The following options exist only in beta-test versions of the program,
since they are used only for debugging.
`-/'
increments the debugging level. The default is zero (no debugging
output).
`-z filename'
opens a file for recording a memory allocation log.
`-Z address,count'
traps the program at the point where `address' is allocated or
freed for the `count''th time.
Interactive Commands
====================
Each of the commands available in PC-PATR is described below. Each
command consists of one or more keywords followed by zero or more
arguments. Keywords may be abbreviated to the minimum length necessary
to prevent ambiguity.
cd
--
`cd' DIRECTORY changes the current directory to the one specified.
Spaces in the directory pathname are not permitted.
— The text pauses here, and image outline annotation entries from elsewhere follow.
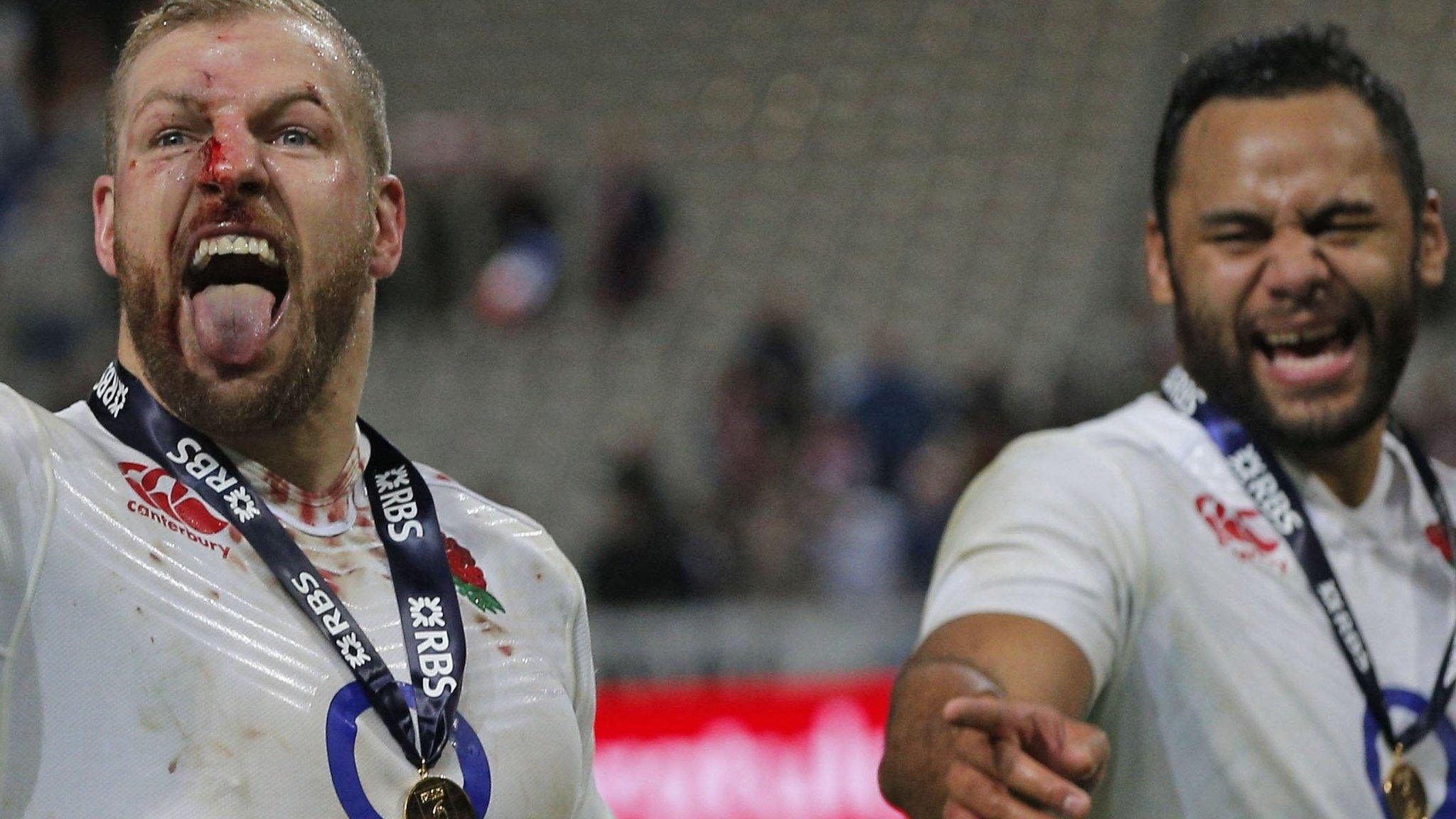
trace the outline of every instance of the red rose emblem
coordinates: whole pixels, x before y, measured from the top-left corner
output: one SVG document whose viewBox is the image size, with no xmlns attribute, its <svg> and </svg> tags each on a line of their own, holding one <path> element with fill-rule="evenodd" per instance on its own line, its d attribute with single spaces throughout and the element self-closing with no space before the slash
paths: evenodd
<svg viewBox="0 0 1456 819">
<path fill-rule="evenodd" d="M 491 614 L 505 611 L 495 595 L 486 590 L 485 573 L 475 564 L 475 555 L 450 535 L 446 535 L 446 560 L 450 563 L 450 574 L 454 576 L 456 589 L 472 603 Z"/>
</svg>

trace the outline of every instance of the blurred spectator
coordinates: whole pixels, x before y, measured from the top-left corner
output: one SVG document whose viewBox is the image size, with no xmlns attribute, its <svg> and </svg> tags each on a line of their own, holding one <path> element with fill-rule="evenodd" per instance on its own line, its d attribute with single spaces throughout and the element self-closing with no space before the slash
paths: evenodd
<svg viewBox="0 0 1456 819">
<path fill-rule="evenodd" d="M 869 360 L 853 373 L 844 393 L 844 405 L 869 442 L 872 481 L 894 490 L 906 458 L 935 426 L 936 395 L 911 372 L 901 340 L 890 334 L 871 342 Z"/>
<path fill-rule="evenodd" d="M 619 461 L 610 504 L 607 533 L 597 544 L 591 565 L 597 599 L 607 603 L 686 599 L 693 590 L 684 560 L 687 539 L 646 452 Z"/>
<path fill-rule="evenodd" d="M 888 595 L 904 586 L 904 504 L 872 484 L 874 456 L 853 418 L 826 417 L 804 452 L 814 494 L 811 542 L 818 587 L 833 597 Z M 812 500 L 810 500 L 812 498 Z"/>
<path fill-rule="evenodd" d="M 90 201 L 77 192 L 103 172 L 105 83 L 125 6 L 31 4 L 35 130 L 3 182 L 0 324 L 13 356 L 6 380 L 48 407 L 83 393 L 115 340 L 114 289 L 96 265 Z"/>
<path fill-rule="evenodd" d="M 610 128 L 600 147 L 601 189 L 594 270 L 597 300 L 620 313 L 662 278 L 668 258 L 667 194 L 630 127 Z"/>
<path fill-rule="evenodd" d="M 976 436 L 941 433 L 926 439 L 906 459 L 900 487 L 906 504 L 906 577 L 926 589 L 935 552 L 961 490 L 978 471 Z"/>
<path fill-rule="evenodd" d="M 35 47 L 35 17 L 26 9 L 0 3 L 0 224 L 38 147 L 26 66 Z"/>
<path fill-rule="evenodd" d="M 796 458 L 808 427 L 808 341 L 798 318 L 767 307 L 748 329 L 718 386 L 719 479 L 734 497 L 753 495 Z"/>
<path fill-rule="evenodd" d="M 536 172 L 505 178 L 495 204 L 499 249 L 480 268 L 476 315 L 502 326 L 540 315 L 561 284 L 563 261 L 556 213 Z"/>
</svg>

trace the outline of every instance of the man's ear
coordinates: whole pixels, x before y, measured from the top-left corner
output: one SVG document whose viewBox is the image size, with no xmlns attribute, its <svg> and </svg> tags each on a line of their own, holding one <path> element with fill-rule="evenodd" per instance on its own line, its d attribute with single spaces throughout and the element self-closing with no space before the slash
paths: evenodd
<svg viewBox="0 0 1456 819">
<path fill-rule="evenodd" d="M 1168 264 L 1168 238 L 1158 227 L 1158 216 L 1147 214 L 1143 227 L 1143 264 L 1147 268 L 1147 293 L 1159 305 L 1174 303 L 1172 268 Z"/>
<path fill-rule="evenodd" d="M 106 275 L 116 275 L 116 178 L 98 176 L 92 185 L 92 224 L 96 261 Z"/>
<path fill-rule="evenodd" d="M 389 278 L 405 252 L 405 185 L 386 173 L 374 184 L 374 243 L 370 248 L 370 275 Z"/>
<path fill-rule="evenodd" d="M 1421 243 L 1421 284 L 1439 287 L 1446 280 L 1450 242 L 1446 239 L 1446 224 L 1441 222 L 1441 195 L 1436 188 L 1425 191 L 1425 204 L 1421 205 L 1420 219 L 1415 222 L 1415 236 Z"/>
</svg>

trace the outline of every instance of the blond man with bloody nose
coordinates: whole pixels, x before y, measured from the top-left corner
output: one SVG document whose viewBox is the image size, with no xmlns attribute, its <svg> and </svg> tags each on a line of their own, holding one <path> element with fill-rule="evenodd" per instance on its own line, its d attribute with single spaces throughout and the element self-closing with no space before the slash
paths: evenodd
<svg viewBox="0 0 1456 819">
<path fill-rule="evenodd" d="M 0 816 L 609 816 L 577 573 L 358 418 L 406 213 L 358 42 L 172 0 L 106 133 L 116 361 L 0 386 Z"/>
</svg>

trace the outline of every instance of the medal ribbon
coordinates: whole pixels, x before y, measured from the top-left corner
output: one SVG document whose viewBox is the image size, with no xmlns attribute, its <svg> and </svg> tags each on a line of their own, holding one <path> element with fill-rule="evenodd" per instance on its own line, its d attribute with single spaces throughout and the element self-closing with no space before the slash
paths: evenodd
<svg viewBox="0 0 1456 819">
<path fill-rule="evenodd" d="M 1309 523 L 1305 512 L 1305 501 L 1280 465 L 1278 459 L 1243 428 L 1242 424 L 1226 415 L 1222 410 L 1208 402 L 1208 395 L 1198 388 L 1192 377 L 1181 366 L 1174 367 L 1163 377 L 1163 398 L 1175 410 L 1198 421 L 1208 437 L 1223 453 L 1224 461 L 1233 475 L 1243 484 L 1243 490 L 1254 498 L 1259 513 L 1278 532 L 1309 580 L 1309 587 L 1315 592 L 1325 616 L 1329 618 L 1329 628 L 1335 632 L 1335 643 L 1345 656 L 1350 670 L 1364 694 L 1366 705 L 1380 727 L 1380 734 L 1393 748 L 1411 748 L 1425 737 L 1436 727 L 1436 720 L 1446 713 L 1452 692 L 1456 691 L 1456 673 L 1450 673 L 1452 650 L 1456 648 L 1456 630 L 1446 641 L 1446 653 L 1441 656 L 1440 669 L 1436 672 L 1436 685 L 1431 689 L 1430 702 L 1425 711 L 1399 734 L 1390 724 L 1390 711 L 1386 707 L 1385 695 L 1380 692 L 1380 681 L 1374 673 L 1374 660 L 1366 648 L 1364 635 L 1356 624 L 1356 615 L 1345 600 L 1345 592 L 1335 579 L 1335 570 L 1329 565 L 1325 546 L 1319 535 Z M 1453 538 L 1450 510 L 1446 495 L 1441 493 L 1436 472 L 1431 469 L 1425 452 L 1415 443 L 1405 430 L 1392 427 L 1395 436 L 1411 455 L 1415 472 L 1421 478 L 1425 494 L 1436 507 L 1441 528 L 1447 538 Z M 1452 541 L 1456 542 L 1456 541 Z"/>
<path fill-rule="evenodd" d="M 434 498 L 414 463 L 358 421 L 370 442 L 364 488 L 395 581 L 416 694 L 416 711 L 411 713 L 399 683 L 354 615 L 221 447 L 167 412 L 116 361 L 102 373 L 86 404 L 106 431 L 166 468 L 248 538 L 282 589 L 364 685 L 370 705 L 409 764 L 416 768 L 434 765 L 450 740 L 460 701 L 464 630 Z"/>
</svg>

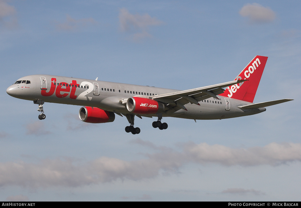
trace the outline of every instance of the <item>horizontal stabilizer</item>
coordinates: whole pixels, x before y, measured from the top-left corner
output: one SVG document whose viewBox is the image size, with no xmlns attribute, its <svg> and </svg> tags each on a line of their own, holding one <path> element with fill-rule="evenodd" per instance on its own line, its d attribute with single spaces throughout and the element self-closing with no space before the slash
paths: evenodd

For MS-DOS or Windows, you can give a full path starting with the disk
letter and a colon (for example, `a:'); a path starting with `\' which
indicates a directory at the top level of the current disk; a path
starting with `..' which indicates the directory above the current one;
and so on. Directories are separated by the `\' character. (The
forward slash `/' works just as well as the backslash `\' for MS-DOS or
Windows.)
For the Macintosh, you can give a full path starting with the name of a
hard disk, a path starting with `:' which means the current folder, or
one starting `::' which means the folder containing the current one
(and so on).
For Unix, you can give a full path starting with a `/' (for example,
`/usr/pcpatr'); a path starting with `..' which indicates the directory
above the current one; and so on. Directories are separated by the `/'
character.
clear
-----
`clear' erases all existing grammar and lexicon information, allowing
the user to prepare to load information for a new language. Strictly
speaking, it is not needed since the `load grammar' command erases the
previously existing grammar, and the `load lexicon' and `load analysis'
commands erase any previously existing lexicon.
close
-----
`close' closes the current log file opened by a previous `log' command.
directory
---------
`directory' lists the contents of the current directory. This command
is available only for the MS-DOS and Unix implementations. It does not
exist for Microsoft Windows or the Macintosh.
edit
----
`edit' FILENAME attempts to edit the specified file using the program
indicated by the environment variable `EDITOR'. If this environment
variable is not defined, then `edlin' is used to edit the file on
MS-DOS, and `vi' is used to edit the file on Unix. (These defaults
should convince you to set this variable!) This command is not
available for Microsoft Windows or the Macintosh.
exit
----
`exit' stops PC-PATR, returning control to the operating system. This
is the same as `quit'.
file
----
The `file' commands process data from a file, optionally writing the
parse results to another file. Each of these commands is described
below.
file disambiguate
.................
`file disambiguate' INPUT.ANA [OUT.ANA] reads sentences from the
specified AMPLE analysis file and writes the corresponding parse trees
and feature structures either to the screen or to the optionally
specified output file. If the output file is written, ambiguous word
parses are eliminated as much as possible as a result of the sentence
parsing. When finished, a statistical report of successful (sentence)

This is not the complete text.